Multi-source replication: replicating from several masters to one slave

This is something that actually was started a while ago, but for several reasons is not finished yet. A large portion of the work is actually done, but since the code is a tad old (enough to be non-trivial to incorporate into the current clone), there is some work remaining to actually close this one. Since there seems to be a considerable interest in this, both at the poll and at the MySQL Conference, we are considering finishing off this feature sometime in the aftermath of 5.1 GA. No promises here, though. There's a lot of things that we need to consider to build a high-quality replication solution, and we're a tad strained when it comes to manpower in the team.

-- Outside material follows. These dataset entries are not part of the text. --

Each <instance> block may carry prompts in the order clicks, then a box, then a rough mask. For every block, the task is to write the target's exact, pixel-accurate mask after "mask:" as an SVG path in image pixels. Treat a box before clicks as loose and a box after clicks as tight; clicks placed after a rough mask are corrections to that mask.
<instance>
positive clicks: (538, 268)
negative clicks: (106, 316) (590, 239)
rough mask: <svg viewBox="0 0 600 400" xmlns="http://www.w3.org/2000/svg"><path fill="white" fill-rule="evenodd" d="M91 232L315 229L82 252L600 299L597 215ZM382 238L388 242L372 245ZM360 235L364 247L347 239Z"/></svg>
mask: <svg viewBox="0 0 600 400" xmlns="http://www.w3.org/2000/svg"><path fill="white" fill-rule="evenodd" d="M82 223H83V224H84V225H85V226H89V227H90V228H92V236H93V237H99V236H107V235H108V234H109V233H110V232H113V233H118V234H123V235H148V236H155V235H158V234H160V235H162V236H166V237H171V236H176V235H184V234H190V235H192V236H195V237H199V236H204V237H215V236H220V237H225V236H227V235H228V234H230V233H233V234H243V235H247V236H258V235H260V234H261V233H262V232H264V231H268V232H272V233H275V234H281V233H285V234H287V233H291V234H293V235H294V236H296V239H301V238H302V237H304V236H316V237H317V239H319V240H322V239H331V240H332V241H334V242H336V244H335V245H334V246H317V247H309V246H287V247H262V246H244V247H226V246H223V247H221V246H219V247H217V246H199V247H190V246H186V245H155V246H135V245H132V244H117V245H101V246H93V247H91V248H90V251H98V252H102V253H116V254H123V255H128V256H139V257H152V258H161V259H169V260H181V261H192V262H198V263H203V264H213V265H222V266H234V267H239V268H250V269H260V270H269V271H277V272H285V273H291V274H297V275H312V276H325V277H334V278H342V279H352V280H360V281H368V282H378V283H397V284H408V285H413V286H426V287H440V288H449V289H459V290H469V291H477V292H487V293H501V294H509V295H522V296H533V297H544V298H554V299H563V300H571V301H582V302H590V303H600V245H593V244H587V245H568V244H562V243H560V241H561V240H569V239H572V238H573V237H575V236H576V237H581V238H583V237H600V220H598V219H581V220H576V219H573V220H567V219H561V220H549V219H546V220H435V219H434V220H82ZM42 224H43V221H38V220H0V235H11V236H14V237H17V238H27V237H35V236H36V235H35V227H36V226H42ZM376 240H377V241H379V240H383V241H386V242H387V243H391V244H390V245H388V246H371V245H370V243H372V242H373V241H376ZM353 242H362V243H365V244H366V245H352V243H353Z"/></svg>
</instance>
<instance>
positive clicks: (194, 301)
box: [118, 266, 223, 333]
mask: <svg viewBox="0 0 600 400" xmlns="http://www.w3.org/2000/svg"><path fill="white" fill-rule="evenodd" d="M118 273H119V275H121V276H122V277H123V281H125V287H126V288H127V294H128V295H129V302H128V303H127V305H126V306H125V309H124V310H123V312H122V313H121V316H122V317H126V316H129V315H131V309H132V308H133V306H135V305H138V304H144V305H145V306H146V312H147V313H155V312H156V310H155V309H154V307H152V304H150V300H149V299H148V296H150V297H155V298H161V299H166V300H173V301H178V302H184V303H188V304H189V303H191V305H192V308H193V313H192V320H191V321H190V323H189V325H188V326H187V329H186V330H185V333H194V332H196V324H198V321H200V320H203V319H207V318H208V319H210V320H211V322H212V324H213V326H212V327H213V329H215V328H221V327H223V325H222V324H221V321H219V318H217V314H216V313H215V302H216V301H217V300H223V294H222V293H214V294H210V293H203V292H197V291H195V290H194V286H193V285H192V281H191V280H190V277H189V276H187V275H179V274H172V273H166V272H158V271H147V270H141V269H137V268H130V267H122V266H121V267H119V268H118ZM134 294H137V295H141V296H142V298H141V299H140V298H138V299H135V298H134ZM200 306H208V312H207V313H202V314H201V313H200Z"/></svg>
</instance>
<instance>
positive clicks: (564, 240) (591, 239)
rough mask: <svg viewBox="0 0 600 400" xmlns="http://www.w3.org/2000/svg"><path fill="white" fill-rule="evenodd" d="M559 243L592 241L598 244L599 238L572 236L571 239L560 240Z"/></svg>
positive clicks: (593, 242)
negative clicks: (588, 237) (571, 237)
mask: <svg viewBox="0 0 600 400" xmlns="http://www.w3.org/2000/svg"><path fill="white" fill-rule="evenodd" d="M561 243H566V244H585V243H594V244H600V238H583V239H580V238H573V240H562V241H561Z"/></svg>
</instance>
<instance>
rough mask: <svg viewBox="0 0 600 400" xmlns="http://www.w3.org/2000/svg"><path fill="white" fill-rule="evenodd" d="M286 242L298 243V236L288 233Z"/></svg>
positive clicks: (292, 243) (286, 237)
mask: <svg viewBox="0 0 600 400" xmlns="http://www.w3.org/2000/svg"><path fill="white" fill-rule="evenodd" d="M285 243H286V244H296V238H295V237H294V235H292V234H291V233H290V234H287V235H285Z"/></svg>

Multi-threaded application of data on slave to improve performance

This is something that we really want to do, but which we really do not have the manpower for currently. It is a significant amount of work, it would be a huge improvement of the replication, but it would utterly make us unable to do anything else for a significant period. Sorry folks, but however much I would like to see this happen, it would be irresponsible to promise that we will implement this in the near future. There are also some changes going on internally with the threading model, so it might be easier to implement in the near future.

Conflict resolution: earlier replicated rows are not applied

When multi-source comes into the picture, it is inevitable that some form of conflict resolution will be needed. We are currently working on providing a simple version of timestamp-based conflict resolution in the form of "latest change wins". This is ongoing work, so you will see it in a post-5.1 release in the near future.

Semi-synchronous replication: transaction copied to slave before commit

There is already a MySQL 4 patch for this written by folks at Google Code under the Mysql4Patches work. The idea is to not commit the ongoing transaction until the entire transaction has been successfully transferred to at least one slave. The reason for this is that it should be possible to switch to a slave in the event of a failure of the master, so it has to be certain that the transaction exists somewhere else (at least in disk). We consider this as very important for our ongoing work of being the best on-line database server for modern applications, so you will probably see it pretty soon. Compared to the patch above, we would like to generalize it slightly to allow it to be configurable how many slave should have received it before the transaction is committed. This will of course reduce performance of the master, but it will provide better redundancy in the case of a serious failure and it is a minor addition to the work anyway.

Binary log event checksum

In addition to the things we mentioned above, this is very important to both find and repair problems with replication. The relay log is a potential source of problem, as is the code that writes the events to the relay log, so it is prudent to add a simple CRC checksum to each event to check the integrity of the event. Sadly enough, this does not exist currently, so we're trying to make this get into the code base as soon as possible, maybe even for 5.1 (keep your fingers crossed). This is not a promise: we're doing what we can, but there are no guarantees.

2 comments:

pabloj said...

Hi, can you tell us which of these might make it into 5.1 before it's released as stable?
Thanks

Mats Kindahl said...

I'm sorry, but 5.1 has been feature-frozen for a long time, so none of these features will make it into 5.1 GA.

All of these features are what we are considering for releases after 5.1.